George Sand (born July 1, 1804, Paris, France—died June 8, 1876, Nohant) was a French Romantic writer known primarily for her so-called rustic novels.
She was brought up at Nohant, near La Châtre in Berry, the country home of her grandmother. There she gained the profound love and understanding of the countryside that were to inform most of her works. In 1817 she was sent to a convent in Paris, where she acquired a mystical fervour that, though it soon abated, left its mark.
In 1822 Aurore married Casimir Dudevant. The first years of the marriage were happy enough, but Aurore soon tired of her well-intentioned but somewhat insensitive husband and sought consolation first in a platonic friendship with a young magistrate and then in a passionate liaison with a neighbour. In January 1831 she left Nohant for Paris, where she found a good friend in Henri de Latouche, the director of the newspaper Le Figaro, who accepted some of the articles she wrote with Jules Sandeau under the pseudonym Jules Sand. In 1832 she adopted a new pseudonym, George Sand, for Indiana, a novel in which Sandeau had had no part. That novel, which brought her immediate fame, is a passionate protest against the social conventions that bind a wife to her husband against her will and an apologia for a heroine who abandons an unhappy marriage and finds love. In Valentine (1832) and Lélia (1833) the ideal of free association is extended to the wider sphere of social and class relationships. Valentine is the first of many Sand novels in which the hero is a peasant or a workman.

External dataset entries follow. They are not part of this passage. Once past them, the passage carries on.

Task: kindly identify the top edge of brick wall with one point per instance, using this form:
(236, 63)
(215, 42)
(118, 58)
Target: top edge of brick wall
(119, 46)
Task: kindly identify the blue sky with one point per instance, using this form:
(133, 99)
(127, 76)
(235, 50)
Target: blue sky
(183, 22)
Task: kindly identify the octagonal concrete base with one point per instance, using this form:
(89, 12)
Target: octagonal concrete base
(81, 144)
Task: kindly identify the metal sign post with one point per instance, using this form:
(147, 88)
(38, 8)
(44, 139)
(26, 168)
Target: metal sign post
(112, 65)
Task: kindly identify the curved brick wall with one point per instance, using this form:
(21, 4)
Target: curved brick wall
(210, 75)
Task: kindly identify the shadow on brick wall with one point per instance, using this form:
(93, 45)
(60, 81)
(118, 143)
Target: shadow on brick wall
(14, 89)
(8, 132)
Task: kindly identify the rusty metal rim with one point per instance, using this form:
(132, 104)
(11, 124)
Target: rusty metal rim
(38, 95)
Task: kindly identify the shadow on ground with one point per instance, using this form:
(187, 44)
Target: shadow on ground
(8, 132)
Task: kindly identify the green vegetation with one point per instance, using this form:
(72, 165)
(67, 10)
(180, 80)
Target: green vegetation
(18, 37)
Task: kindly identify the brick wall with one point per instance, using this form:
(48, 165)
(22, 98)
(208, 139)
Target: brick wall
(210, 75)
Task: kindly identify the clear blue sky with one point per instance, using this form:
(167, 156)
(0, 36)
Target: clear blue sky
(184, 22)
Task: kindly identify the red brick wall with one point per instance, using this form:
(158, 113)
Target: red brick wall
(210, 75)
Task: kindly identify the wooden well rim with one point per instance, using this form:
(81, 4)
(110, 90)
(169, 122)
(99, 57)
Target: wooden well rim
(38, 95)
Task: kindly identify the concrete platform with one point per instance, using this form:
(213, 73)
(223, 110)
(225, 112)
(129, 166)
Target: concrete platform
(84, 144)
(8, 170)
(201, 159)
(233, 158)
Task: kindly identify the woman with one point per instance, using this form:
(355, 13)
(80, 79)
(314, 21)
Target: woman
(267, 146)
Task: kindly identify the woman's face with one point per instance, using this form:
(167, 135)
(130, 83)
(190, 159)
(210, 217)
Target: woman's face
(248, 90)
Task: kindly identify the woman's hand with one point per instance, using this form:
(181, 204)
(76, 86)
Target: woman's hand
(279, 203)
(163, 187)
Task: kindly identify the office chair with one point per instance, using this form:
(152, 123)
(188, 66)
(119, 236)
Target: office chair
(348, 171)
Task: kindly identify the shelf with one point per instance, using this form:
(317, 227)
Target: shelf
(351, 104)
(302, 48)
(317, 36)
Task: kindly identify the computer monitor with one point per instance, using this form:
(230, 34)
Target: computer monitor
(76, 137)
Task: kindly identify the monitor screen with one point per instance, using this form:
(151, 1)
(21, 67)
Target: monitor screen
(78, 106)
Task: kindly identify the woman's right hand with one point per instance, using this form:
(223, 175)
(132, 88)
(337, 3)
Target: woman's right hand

Meanwhile, the list of her lovers was growing; eventually it included, among others, Prosper Mérimée, Alfred de Musset, and Frédéric Chopin. She remained impervious to Musset’s skeptical views and Chopin’s aristocratic prejudices, while the man whose opinions she adopted wholeheartedly, the philosopher Pierre Leroux, was never her lover. The fact remains, however, that most of her early works, including Lélia, Mauprat (1837), Spiridion (1839), and Les Sept Cordes de la lyre (1840), show the influence of one or another of the men with whom she associated.
Eventually, she found her true form in her rustic novels, which drew their chief inspiration from her lifelong love of the countryside and sympathy for the poor. In La Mare au diable (1846), François le Champi (1848), and La Petite Fadette (1849), the familiar theme of George Sand’s work—love transcending the obstacles of convention and class—in the familiar setting of the Berry countryside, regained pride of place. These rustic tales are probably her finest works. She subsequently produced a series of novels and plays of impeccable morality and conservatism. Among her later works are the autobiography Histoire de ma vie (1854–55; “Story of My Life”) and Contes d’une grand’mère (1873; “Tales of a Grandmother”), a collection of stories she wrote for her grandchildren.